Monday, November 19, 2012

The Squeaky Wheel Gets The Shaft

 #34 If you are right and the group is wrong, nod, smile and slowly back away.

This is a Writers Mantra about writers' group etiquette.

If you are writing in this part of the 21st century, you've probably gotten the news that you should belong to a writers' group and you should run your prose past the other members before trying to publish your deathless prose.

I've been a member of a few writers' groups over the last decade or so and I wish I'd started sooner. You will find  prose that you think is perfectly acceptable can raise objections by one or more members of your writers' group.

Maxwell Perkins has been dead since 1947. In the intervening years no top-drawer editor has stepped in to take his place guiding literary talent through the shoals of a writing career. You need someone to tell you, "that doesn't work." And sometimes you really, really need someone to tell you that you just don't thank Hitler.

This is where a writing group is a very handy thing. Most mothers, siblings, or friends will read your stuff and pat you on the head saying, "Very nice dear." You might as well tape your manuscript to the refrigerator. Instead, you need someone who has an idea of what works or doesn't-work prose-wise. A person who writes is more likely to be that someone.

But there's a potential problem: Suppose you write stories wherein the protagonist solves crimes with two hard fists, and a hot gat. He likes his liquor straight, and his women pliable.

You'll do well if your writers group has a few manly men or right-thinking women (very, very far right-wing women). But you'll fail if the writers' group is chock full of pacifist, anti-gun, tea-totaling, radical feminists.

Writing is not a monolithic enterprise and what's catnip for some markets is dognip for others. And vice versa. A lot of what is called "bad writing" is just writing for a different market: Don't expect to sell your lesbian coming-out memoir to Zondervan.

In the ideal case, your writers' group will be a perfect reflection of your target market.

Often it is not, and that's the point of this mantra.

Holmesian readers expect Sherlock Holmes to draw some remarkable conclusion from something nobody else perceives. A non-Holmesian probably won't notice if this omission. Likewise, Science Fiction readers do not need to have certain SF tropes spelled out. I once had someone complain in writers group that he didn't know what an AI was.

Push this to the extreme. Suppose you are targeting a very narrow niche where everybody in that niche knows certain things and brings to the reading certain expectations. Further suppose that nobody in your writers' group is a member of that niche. You will get an earful.

Resist the temptation to argue. Resist the urge to vindicate yourself. You've asked the group for their opinion, they've given it, and you have to hear it.

Thank everyone for the feedback. You do not have to say aloud that you intend to ignore it. On another day they might be right.

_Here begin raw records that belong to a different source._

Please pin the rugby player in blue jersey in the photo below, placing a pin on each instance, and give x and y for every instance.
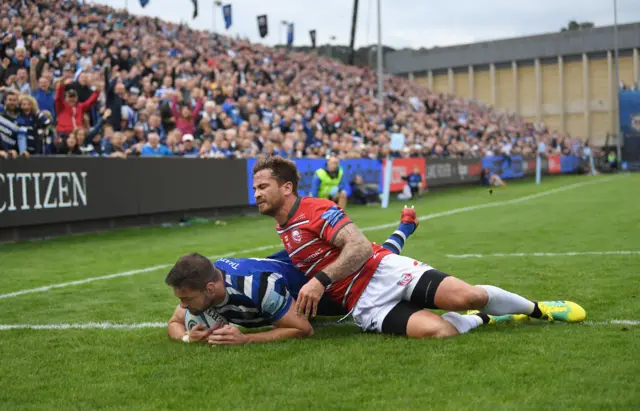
(250, 292)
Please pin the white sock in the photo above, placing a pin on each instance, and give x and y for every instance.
(503, 302)
(463, 323)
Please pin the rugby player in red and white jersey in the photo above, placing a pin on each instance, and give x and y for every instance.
(384, 292)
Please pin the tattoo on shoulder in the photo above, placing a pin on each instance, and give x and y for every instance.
(347, 234)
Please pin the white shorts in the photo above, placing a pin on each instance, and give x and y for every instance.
(393, 281)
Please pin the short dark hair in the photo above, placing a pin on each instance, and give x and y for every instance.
(283, 170)
(192, 271)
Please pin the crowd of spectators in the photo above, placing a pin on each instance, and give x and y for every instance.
(85, 79)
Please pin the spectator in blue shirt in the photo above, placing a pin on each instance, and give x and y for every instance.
(414, 180)
(45, 95)
(188, 149)
(153, 148)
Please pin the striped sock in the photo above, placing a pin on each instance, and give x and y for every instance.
(396, 241)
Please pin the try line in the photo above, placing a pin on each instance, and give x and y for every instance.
(567, 254)
(134, 326)
(268, 247)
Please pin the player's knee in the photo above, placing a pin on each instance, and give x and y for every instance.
(441, 330)
(469, 298)
(477, 298)
(306, 332)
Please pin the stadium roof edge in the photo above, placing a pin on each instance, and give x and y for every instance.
(567, 43)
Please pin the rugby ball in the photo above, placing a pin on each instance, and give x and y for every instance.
(205, 318)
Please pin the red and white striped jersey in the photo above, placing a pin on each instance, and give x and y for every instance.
(307, 237)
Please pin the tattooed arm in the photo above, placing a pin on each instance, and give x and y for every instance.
(355, 250)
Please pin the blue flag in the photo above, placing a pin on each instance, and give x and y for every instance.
(226, 13)
(290, 34)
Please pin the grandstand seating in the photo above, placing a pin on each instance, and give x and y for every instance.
(95, 81)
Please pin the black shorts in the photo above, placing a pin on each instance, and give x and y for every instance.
(423, 296)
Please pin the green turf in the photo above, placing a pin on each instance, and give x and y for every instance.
(525, 367)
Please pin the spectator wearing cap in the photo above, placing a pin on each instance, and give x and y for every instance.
(188, 148)
(184, 115)
(41, 88)
(69, 111)
(9, 113)
(153, 148)
(21, 84)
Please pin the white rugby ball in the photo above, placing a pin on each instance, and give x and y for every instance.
(205, 318)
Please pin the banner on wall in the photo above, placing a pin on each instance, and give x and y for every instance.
(403, 167)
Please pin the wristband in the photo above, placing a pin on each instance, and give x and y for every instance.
(323, 278)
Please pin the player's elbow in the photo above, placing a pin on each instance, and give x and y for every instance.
(365, 249)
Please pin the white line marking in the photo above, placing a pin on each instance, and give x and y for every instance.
(103, 325)
(568, 254)
(496, 204)
(106, 325)
(123, 274)
(267, 247)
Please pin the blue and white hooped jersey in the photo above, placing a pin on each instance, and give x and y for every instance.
(259, 291)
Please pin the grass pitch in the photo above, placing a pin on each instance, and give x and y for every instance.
(525, 367)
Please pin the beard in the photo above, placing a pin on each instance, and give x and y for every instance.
(208, 303)
(270, 209)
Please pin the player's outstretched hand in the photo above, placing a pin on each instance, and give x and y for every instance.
(199, 333)
(227, 335)
(309, 298)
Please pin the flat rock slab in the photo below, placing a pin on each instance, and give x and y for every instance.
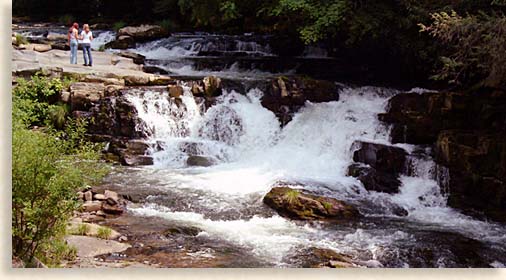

Writers groups can be subject to groupthink. If you bring some prose to the group that's far enough outside their expectations, you'll catch flack because your prose doesn't match the groupthink. Since it's a groupthink, nobody will hear your reasons defending your prose. Thank everyone for the feedback, etc.

This works on the other side, too. When I feel the need to tear into someone who's written prose so wooden it is an insult to furniture I need to pause to ask myself why I think so:
  • Am I outside the target market?
  • Am I insisting the other write like I would?
If so, I should qualify my remarks accordingly.


  1. Appropriate advice for anyone attending a writer's critique group. The last remarks are especially important. Try this. Take a best selling sample to a critique with only the names changed. You'll be surprised.

    1. That's a neat idea. I've heard of it being done with taking famous novels and submitting them to New York editors just to see what they'd say.